Cette requalification ouvre la voie à l’application des peines prévues par la législation sur le blanchiment de capitaux. Le tribunal a donc invité les différentes parties à se prononcer sur cette nouvelle orientation juridique. Le parquet, pour sa part, n’a pas formulé d’objection et s’est maintenu dans ses réquisitions initiales, laissant le tribunal apprécier.
De son côté, la défense, à travers Me N’Dry Claver, a soulevé une exception d’inconstitutionnalité. L’avocat a estimé que l’instruction du gouverneur de la BCEAO pose un problème de définition juridique, notamment sur la notion de « dette », qu’il juge insuffisamment encadrée. Selon lui, cette imprécision pourrait entraîner des interprétations variables d’une juridiction à une autre, compromettant la sécurité juridique des citoyens.
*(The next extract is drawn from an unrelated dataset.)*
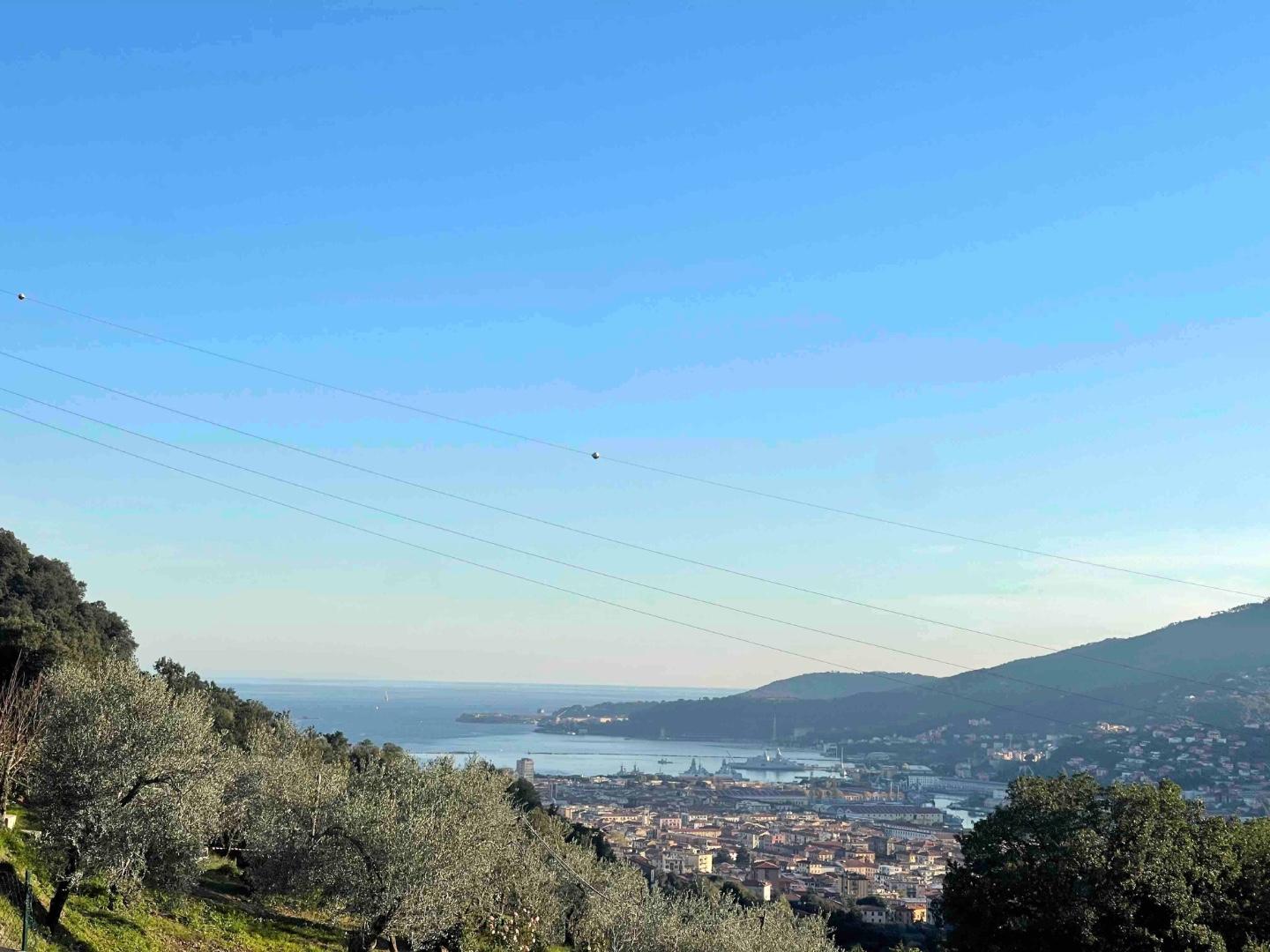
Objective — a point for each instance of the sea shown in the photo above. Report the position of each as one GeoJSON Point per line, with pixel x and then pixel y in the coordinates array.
{"type": "Point", "coordinates": [422, 718]}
La défense a ainsi sollicité un délai de 15 jours afin de saisir le Conseil constitutionnel. Une demande à laquelle le parquet ne s’est pas opposé et que le tribunal a acceptée.
L’affaire est renvoyée et le délibéré prorogé au 19 mai 2026, date à laquelle les parties devront revenir devant la juridiction après l’examen de la question constitutionnelle soulevée.